Open letter calls for University of Exeter to introduce consent education
Print Editor Bryony Gooch reports on an open letter calling for compulsory consent education in the student body.
An open letter circulating the student body is calling for the University of Exeter to institute compulsory education on consent and sexual violence. After two days of circulation, the letter has over 300 signatures.
The letter calls for “compulsory education on consent, sexual violence and rape culture during Freshers’ week, including clear information on how to report an incident”.
Author of the letter Anna Clayden spoke of what inspired her to write the open letter:
“During my time at university, I’ve experienced and seen so much confusion over what actually constitutes consent among my friends and I’ve always wondered why we were never educated on such an important and pressing issue.
“Consent education is so important to allow survivors to identify a situation as well as report it, and every student I know has a story about assault but has not necessarily been aware of the fact it was assault.”
The letter has received endorsement from the group Sit Down n Shut Up, who staged an on-campus sit in on 22 March.
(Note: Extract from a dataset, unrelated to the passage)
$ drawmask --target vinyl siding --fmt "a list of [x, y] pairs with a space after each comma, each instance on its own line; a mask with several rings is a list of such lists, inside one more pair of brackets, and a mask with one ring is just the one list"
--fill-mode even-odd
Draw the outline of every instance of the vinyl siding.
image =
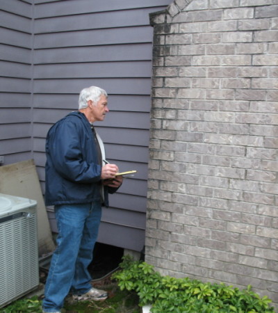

Clayden spoke of the group’s inspiration:
“I was very moved and horrified by the testimonials reported at the “sit down n shut up” movement and “everyone’s invited” page.
“This inspired me to research the issue as it gave me an insight into the scale of the problem, and I found that in 2018 only 51 per cent of students believe they knew what constituted consent.
In 2018 only 51 per cent of students believe they knew what constituted consent
“This made me angry at the University for not doing anything to solve this issue as an educational institution, especially when two-thirds of all UK Universities had introduced some kind of education on consent in light of this statistic, but Exeter was not one of them.”
Indeed, the letter cites that the likes of “The University of Edinburgh, University of Kent, Durham University, University of Oxford and SOAS University of London” have all conducted their own consent education and asks “Why has Exeter, two years on, failed to join these institutions?”
On 19 March Vice Chancellor Lisa Roberts reported that the University was liaising with Devon and Cornwall Police on an investigation into two sexual assaults of Exeter students on Streatham campus, 7 March.
“The men arrested are not University of Exeter students”, Roberts wrote, but at the time the three men were arrested and on police bail.
Two-thirds of all UK Universities had introduced some kind of education on consent
Additionally, students have engaged in protest and discussion relating to sexual violence, with a vigil for Sarah Everard and Lorraine Cox taking place on 20 March and a sit-in on Forum Hill occurring on 22 March.
The open letter can be found here to sign.
Exeposé has contacted the University of Exeter for comment.